Agreed. I have updated the description accordingly.

Do we also want to include metadata like the character count of the submitted report? Should we also consider reporting the time-on-task (from clicking "report button" to filing the report, how long did it take)?

If we do want metadata that isn't already in the list of dimensions in the metrics and instrumentation plan, we should add it there. @kostajh, I know you're quite familiar with the Event Platform, so maybe I'm missing something, but it seems like discussing the dimensions ad-hoc like this will make it hard to create the schema (T343601).

As I side note, I don't really see the value of collecting the character count, although there's no harm in it either.

I also think we should add server-side instrumentation to the API submission endpoint. The reason for this is that something like 10--20% of users with ad blockers will block transmission of client-side event logging requests. If we emit an event on the server-side at the point of submission, we'll have an accurate count of how many users are utilizing the tool.

That's a valid point. At first glance, I am neutral about whether this is worth the added complexity. The raw number of events submitted is not one of our success metrics (there is metric 2, the ratio of certain abandoned reports to successful reports, but it's a ratio of two numbers equally affected by ad block). Even among things we want to check just from curiosity, we are mostly interested in ratios (the report completion rate or the proportion of reports for the different types of incidents).

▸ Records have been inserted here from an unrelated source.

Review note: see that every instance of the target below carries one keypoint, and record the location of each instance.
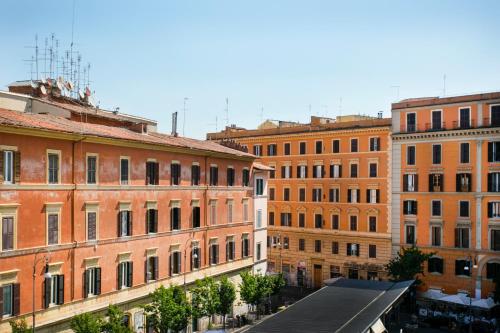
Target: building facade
(445, 188)
(328, 197)
(103, 210)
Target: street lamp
(46, 275)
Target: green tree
(169, 310)
(408, 264)
(86, 323)
(115, 324)
(227, 295)
(205, 299)
(19, 326)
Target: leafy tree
(408, 264)
(205, 299)
(227, 295)
(169, 310)
(20, 326)
(86, 323)
(115, 321)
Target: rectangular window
(335, 146)
(91, 169)
(124, 167)
(354, 145)
(53, 168)
(436, 154)
(464, 152)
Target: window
(494, 182)
(410, 234)
(353, 195)
(462, 238)
(373, 196)
(436, 182)
(53, 168)
(272, 149)
(175, 263)
(335, 146)
(286, 194)
(374, 144)
(334, 195)
(335, 171)
(214, 175)
(494, 151)
(464, 152)
(302, 220)
(319, 147)
(317, 246)
(230, 250)
(335, 247)
(302, 148)
(286, 219)
(353, 223)
(354, 145)
(410, 183)
(7, 233)
(410, 155)
(124, 223)
(436, 154)
(52, 229)
(54, 290)
(257, 150)
(246, 177)
(352, 249)
(175, 173)
(410, 207)
(464, 182)
(92, 281)
(196, 217)
(124, 170)
(214, 254)
(302, 194)
(195, 175)
(354, 170)
(152, 221)
(462, 267)
(230, 176)
(464, 209)
(259, 186)
(436, 207)
(286, 148)
(91, 226)
(435, 265)
(372, 223)
(373, 170)
(316, 195)
(318, 221)
(302, 244)
(436, 236)
(91, 169)
(335, 222)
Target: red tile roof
(47, 122)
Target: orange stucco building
(328, 197)
(108, 210)
(446, 184)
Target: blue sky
(287, 57)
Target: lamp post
(46, 275)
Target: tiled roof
(49, 122)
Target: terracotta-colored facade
(324, 243)
(81, 214)
(451, 207)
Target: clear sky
(291, 58)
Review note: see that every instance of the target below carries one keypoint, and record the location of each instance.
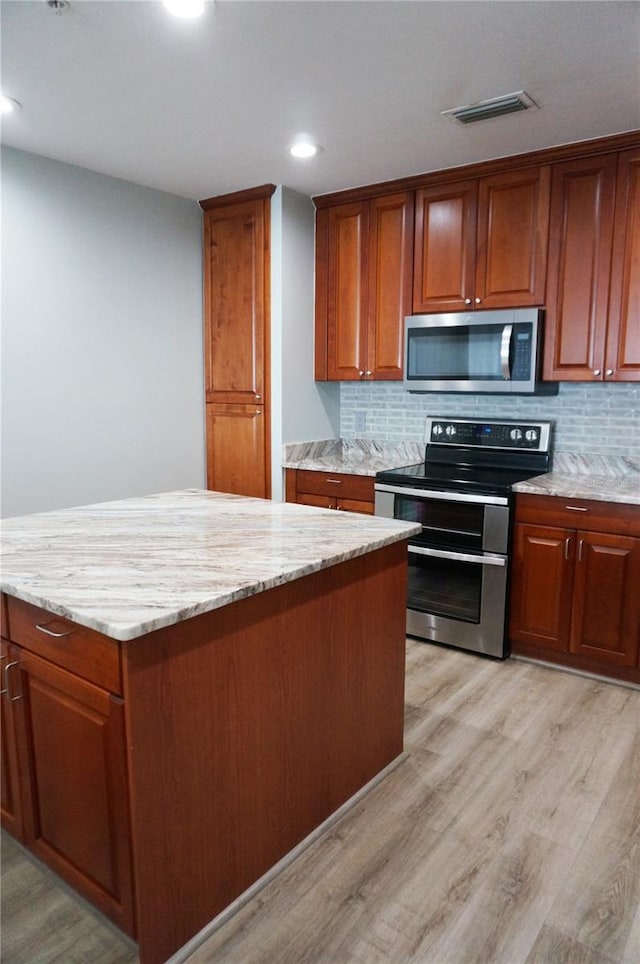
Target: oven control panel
(504, 434)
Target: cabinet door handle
(49, 632)
(12, 699)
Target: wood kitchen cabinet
(10, 800)
(363, 287)
(576, 572)
(67, 796)
(482, 243)
(593, 297)
(237, 333)
(331, 490)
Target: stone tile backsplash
(589, 418)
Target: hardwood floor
(510, 835)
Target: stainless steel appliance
(461, 495)
(493, 352)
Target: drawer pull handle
(50, 632)
(12, 699)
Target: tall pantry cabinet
(237, 339)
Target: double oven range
(462, 496)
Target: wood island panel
(249, 726)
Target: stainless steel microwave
(496, 352)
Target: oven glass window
(445, 524)
(444, 587)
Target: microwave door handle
(505, 351)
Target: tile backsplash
(589, 418)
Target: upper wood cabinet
(622, 354)
(482, 243)
(237, 333)
(363, 287)
(593, 297)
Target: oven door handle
(485, 560)
(444, 496)
(505, 351)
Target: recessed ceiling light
(185, 8)
(8, 104)
(304, 147)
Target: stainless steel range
(462, 496)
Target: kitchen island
(194, 683)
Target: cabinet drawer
(587, 514)
(85, 652)
(336, 484)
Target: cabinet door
(237, 450)
(445, 247)
(606, 618)
(72, 760)
(623, 335)
(10, 799)
(390, 277)
(513, 225)
(542, 585)
(580, 239)
(236, 301)
(347, 290)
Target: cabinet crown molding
(563, 152)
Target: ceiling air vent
(495, 107)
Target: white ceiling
(201, 108)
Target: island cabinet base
(247, 727)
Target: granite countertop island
(219, 677)
(133, 566)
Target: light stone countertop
(351, 456)
(130, 567)
(599, 477)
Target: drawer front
(85, 652)
(337, 485)
(587, 514)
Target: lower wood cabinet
(575, 581)
(64, 787)
(331, 490)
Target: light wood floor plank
(510, 835)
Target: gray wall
(302, 409)
(594, 419)
(102, 357)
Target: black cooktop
(458, 478)
(467, 455)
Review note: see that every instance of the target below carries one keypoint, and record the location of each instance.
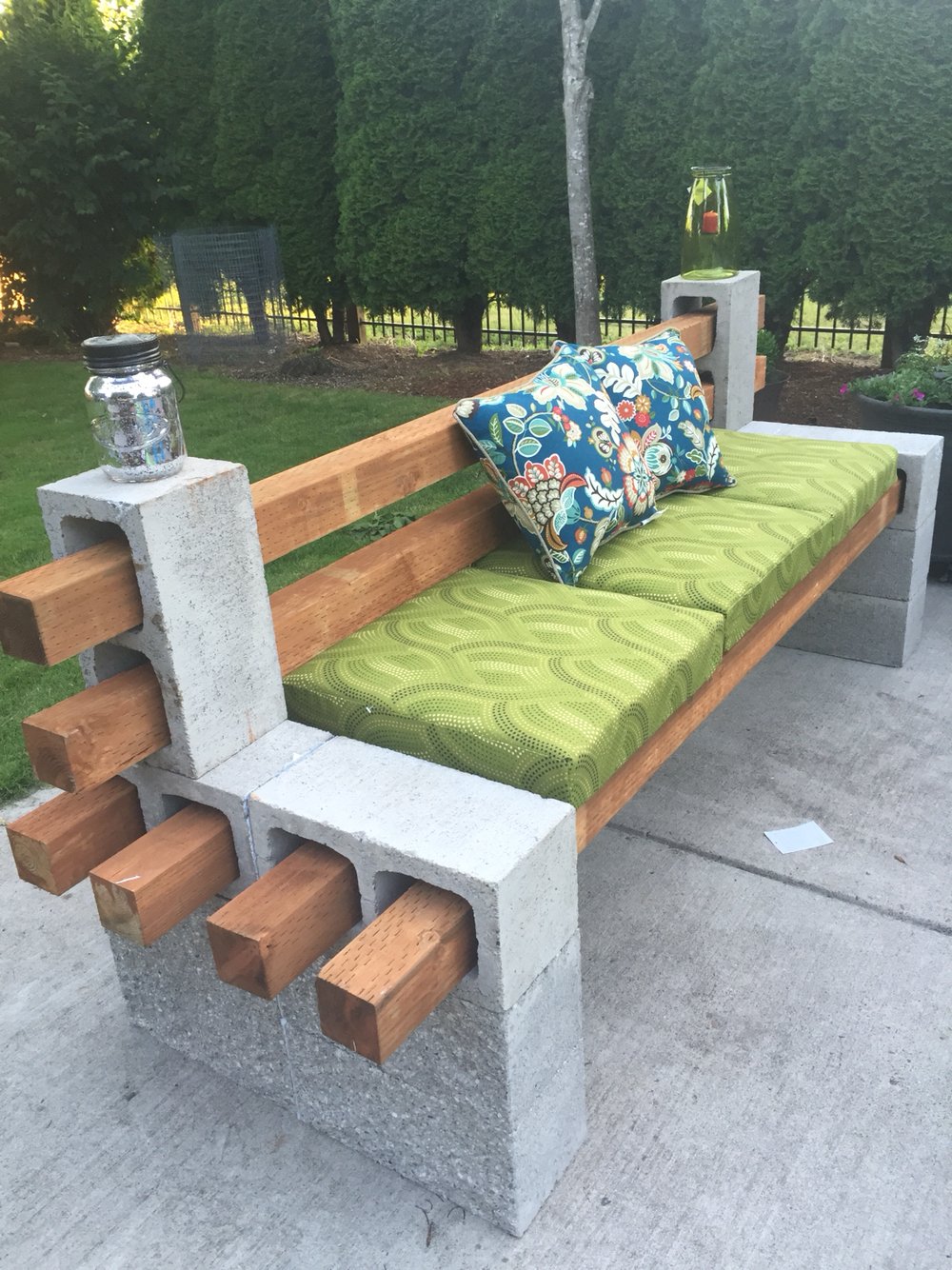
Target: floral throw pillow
(657, 390)
(567, 471)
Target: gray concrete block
(731, 360)
(228, 786)
(510, 854)
(863, 627)
(173, 991)
(484, 1107)
(920, 457)
(208, 626)
(894, 566)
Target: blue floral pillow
(655, 388)
(567, 471)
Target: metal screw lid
(120, 352)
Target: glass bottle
(708, 244)
(132, 407)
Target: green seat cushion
(722, 555)
(518, 680)
(838, 478)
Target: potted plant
(917, 396)
(767, 399)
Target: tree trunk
(902, 329)
(577, 107)
(467, 326)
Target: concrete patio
(768, 1037)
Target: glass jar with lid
(708, 247)
(132, 407)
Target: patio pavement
(768, 1037)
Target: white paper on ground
(800, 837)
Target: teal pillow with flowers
(570, 475)
(655, 388)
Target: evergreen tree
(274, 99)
(407, 156)
(745, 109)
(876, 174)
(175, 70)
(78, 193)
(520, 239)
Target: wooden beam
(323, 607)
(163, 877)
(56, 844)
(600, 809)
(379, 988)
(94, 734)
(69, 605)
(278, 926)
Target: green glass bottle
(708, 244)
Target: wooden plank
(69, 605)
(94, 734)
(307, 502)
(326, 605)
(600, 809)
(278, 926)
(163, 877)
(56, 844)
(379, 988)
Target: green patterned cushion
(718, 554)
(834, 478)
(537, 686)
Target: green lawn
(44, 436)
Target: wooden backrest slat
(327, 493)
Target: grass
(44, 437)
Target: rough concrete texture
(228, 787)
(768, 1037)
(173, 991)
(889, 567)
(208, 626)
(863, 627)
(731, 360)
(508, 852)
(920, 457)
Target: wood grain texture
(69, 605)
(600, 809)
(278, 926)
(94, 734)
(163, 877)
(322, 608)
(379, 988)
(56, 844)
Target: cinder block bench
(232, 850)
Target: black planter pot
(893, 417)
(767, 400)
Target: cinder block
(894, 566)
(510, 854)
(863, 627)
(733, 357)
(208, 626)
(920, 457)
(228, 786)
(482, 1106)
(173, 991)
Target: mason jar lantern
(708, 243)
(132, 407)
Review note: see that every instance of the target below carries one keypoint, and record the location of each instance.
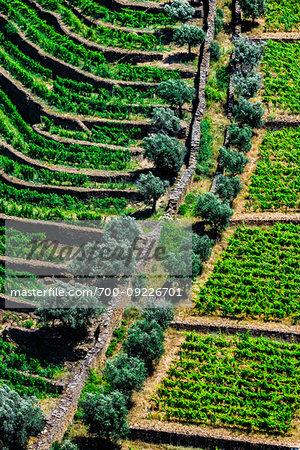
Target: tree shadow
(249, 25)
(52, 345)
(181, 57)
(95, 443)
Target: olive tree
(74, 308)
(165, 120)
(190, 35)
(125, 374)
(215, 50)
(105, 414)
(145, 341)
(176, 92)
(253, 8)
(247, 54)
(151, 188)
(240, 137)
(249, 112)
(247, 83)
(227, 188)
(233, 162)
(20, 418)
(165, 152)
(213, 211)
(179, 11)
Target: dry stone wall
(184, 184)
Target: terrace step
(80, 192)
(98, 176)
(112, 54)
(65, 70)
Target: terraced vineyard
(282, 15)
(90, 122)
(281, 82)
(276, 182)
(257, 277)
(110, 108)
(225, 382)
(26, 375)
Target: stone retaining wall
(63, 415)
(184, 184)
(188, 439)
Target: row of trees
(105, 413)
(163, 148)
(190, 35)
(215, 208)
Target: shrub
(164, 119)
(234, 162)
(165, 152)
(249, 112)
(179, 11)
(247, 83)
(227, 187)
(247, 54)
(215, 50)
(253, 8)
(176, 92)
(202, 246)
(190, 35)
(211, 209)
(218, 21)
(125, 374)
(145, 341)
(240, 137)
(151, 188)
(20, 418)
(105, 414)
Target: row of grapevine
(245, 383)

I too have an instinctive desire to know the true number of submissions, but as a data scientist I've had to come to terms with the fact that all our numbers are more or less affected by noise (undetected bots in the pageview data, bizarrely suspicious event data that we decide to exclude in the analysis, mysterious validation errors, plain ol' bit flips somewhere along the line, etc.) and that as long as the noise is consistent, it generally doesn't affect the insights.

If we do this, we would still want the client-side instrumentation of report submission, so that we have numbers that are comparable to the other client-side events.

cc @Iflorez; once she's back from leave in mid-August, she will be taking over my role in these discussions.

As I side note, I don't really see the value of collecting the character count, although there's no harm in it either.

On second thought, I do see a bit of value in it, as some information about how much information the user entered. I've added it to the metrics and instrumentation plan.

I also think we should add server-side instrumentation to the API submission endpoint. The reason for this is that something like 10--20% of users with ad blockers will block transmission of client-side event logging requests. If we emit an event on the server-side at the point of submission, we'll have an accurate count of how many users are utilizing the tool.

I discussed this issue with Madalina and for now I think we'll use client-side instrumentation only. We can easily add server-side submit events later if we feel a real need for them.

@Madalina @kostajh
A quick metric update note which impacts instrumentation:
We've adjusted metric 2 and thus have also updated the basic instrumentation to add one more item.

Metric 2
previously: the ratio of certain abandoned reports to successful reports
now: the submission rate of reports that users have started to write

With the language adjustment, measuring metric 2 will now be clearer and more direct; the measurement will pull data points from step 3 and step 4 in the now updated basic instrumentation.

This is obsolete, new instrumentation tickets will be added.